Well, I have the first proper training course for the new FireBricks starting tomorrow. Two day course.
It is a tricky topic as you end up spending your time explaining basic IP routing if you are not careful (and that is a separate course).
The way the new FB2700 and FB2500 work is a tad different to the older FB105 FireBricks, which is not surprising as we re-wrote the whole thing from scratch. This makes the training course slightly more complex. If someone knows the FB105 we have to cover all the differences, but if they don't we can explain the new system from scratch.
The main difference is the underlying routing logic. The FB105 made routing very much tied in to the session tracking logic at a low level.

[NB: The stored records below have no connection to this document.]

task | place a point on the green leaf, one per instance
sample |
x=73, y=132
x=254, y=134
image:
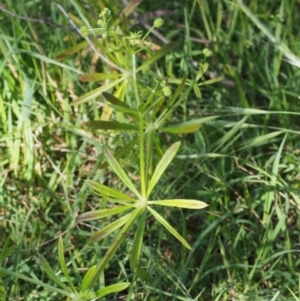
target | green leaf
x=95, y=93
x=180, y=203
x=123, y=110
x=111, y=289
x=115, y=245
x=142, y=274
x=2, y=291
x=211, y=81
x=106, y=191
x=114, y=100
x=62, y=262
x=110, y=125
x=87, y=278
x=160, y=53
x=123, y=151
x=97, y=77
x=105, y=231
x=98, y=214
x=202, y=69
x=120, y=171
x=137, y=243
x=162, y=165
x=169, y=227
x=71, y=51
x=46, y=267
x=188, y=126
x=6, y=250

The session tracking was the routing cache. So the basic logic for establishing a session also defined the routing. It meant the routing rules were a list of rules (match the first you find) defining where the packets were to go, and that stuck for the session.
The new system is not that far off in some ways as there is a session based routing override, but at its heart the new FireBricks use conventional routing logic. This means you decide where a packet goes based on the target IP address and the current route you have (most specific applies). This is different to a 105 as it would work on a rule list not a most specific routing rule, and is also not per-packet. The new routing is based on static routes, profiles, and BGP and all sorts and can change per packet - like normal routers.
However the new FireBricks have a trick up their sleeve - there have per session logic to allow or deny the session, obviously, but that can set a new gateway for routing for the session. This works using a route override table checked at the session set-up just like the 105 and kept for the whole session. Unlike the 105, instead of saying where the packet goes directly it says indirectly by saying a new target IP for routing purposes. This allows routing based on protocol and source IP just like the 105, but as the target is itself just an IP it allows the target to be subject to routing rules as they change in real time. The end result is a lot more flexible, especially when looking at fall-back type arrangements where you want routing to change on the fly for an established session.
Of course, that is not the only change - but it is probably the most deep change to try and explain. We have a totally new web user interface, and a new idea of a config that is all in XML (with web based editing tools). One of the biggest changes is that IPv6 is fully supported and pretty seamless. Basically, almost anywhere you can put an IP address you can put either IPv4 or IPv6. At present DHCP settings are an exception but even that will probably change. We even do new VRRP3 so IPv4 and IPv6 are just interchangeable on VRRP settings.
The new FireBricks then have a load of new features like L2TP and BGP, but they are not too hard to explain.
Should be a fun course.
Next month we are considering doing a one-day course on this for end users rather than dealers, and I would be interested to hear if anyone wants to go on that. No idea on course pricing yet - catch me on irc.